We've received some "collateral heat" from Tim Steven's interview a few weeks back. The "Summer Nights" sketch that we were a part of has been getting a lot more hits (now over 20,000) since the interview. The comments are in line with what Tim has received. We, honestly Lisa, was feeling a little beaten up. A teammate and friend of mine Brian Warrell, encouraged us with this from Chuck Swindoll's book Hand Me Another Brick:
Every leader must develop the ability to measure the value or worth of criticism. He has to determine the source and the motive, and has to listen with discernment. Sometimes the best course of action is to graciously accept the criticism and learn form it. Other times, it must be strongly resisted.

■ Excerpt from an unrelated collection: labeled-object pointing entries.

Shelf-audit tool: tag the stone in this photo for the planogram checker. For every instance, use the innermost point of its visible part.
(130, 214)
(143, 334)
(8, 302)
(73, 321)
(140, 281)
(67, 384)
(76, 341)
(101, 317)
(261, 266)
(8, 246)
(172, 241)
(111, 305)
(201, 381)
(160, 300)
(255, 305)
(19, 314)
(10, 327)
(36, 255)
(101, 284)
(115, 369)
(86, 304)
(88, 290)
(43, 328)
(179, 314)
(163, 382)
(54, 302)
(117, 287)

Nehemiah's critics were constantly in agreement with one another, and their reaction was not a quiet, mildly disinterested one. No, they were angry! They became sarcastic. Look at the sarcasm in verse 3 "Now Tobiah the Ammonite was near him [Sanballat] and he said "Even what they are building-if a fox should jump on it, he would break their stone wall down!'"
Can you imagine a comment like that? But Tobiah made a crucial mistake. He claimed that a mere fox "would break their stone wall down." But what they built was not "their" stone wall. The Lord wanted the wall built. He happened to use Nehemiah as the construction superintendent, but God commissioned the work and owned the final product. Carping critics typically look at the situations from a human point of view-their walls, their plans, their comfort, their procedure, their arrangement-usually wrapping their derision in carefully crafted logic or, even worse, cleverly contorted Scripture. They don't stop to think that they may be criticizing God's project.
People who look at life from the human point of view have problems with projects that require steps of faith. We as leaders who are Christian need to ask ourselves, "Am I really looking to God for vision, for growth, and for direction, or am I taking the easy way out, allowing the status quo to earn approval from my peers and to keep my position secure?" If we earnestly and genuinely seek God's best for our lives, we must keep our eyes open and our attitudes positive-not lacking discernment, but remaining focused and positive. And we must never forget that those who are, by nature, negative and critical will always, always be around to create opposition. Nevertheless, the work , must go on. Progress should not stop because a loud minority to disparage us or hinder the plan.
Good stuff and a great reminder to keep focused on the work, not on the critics.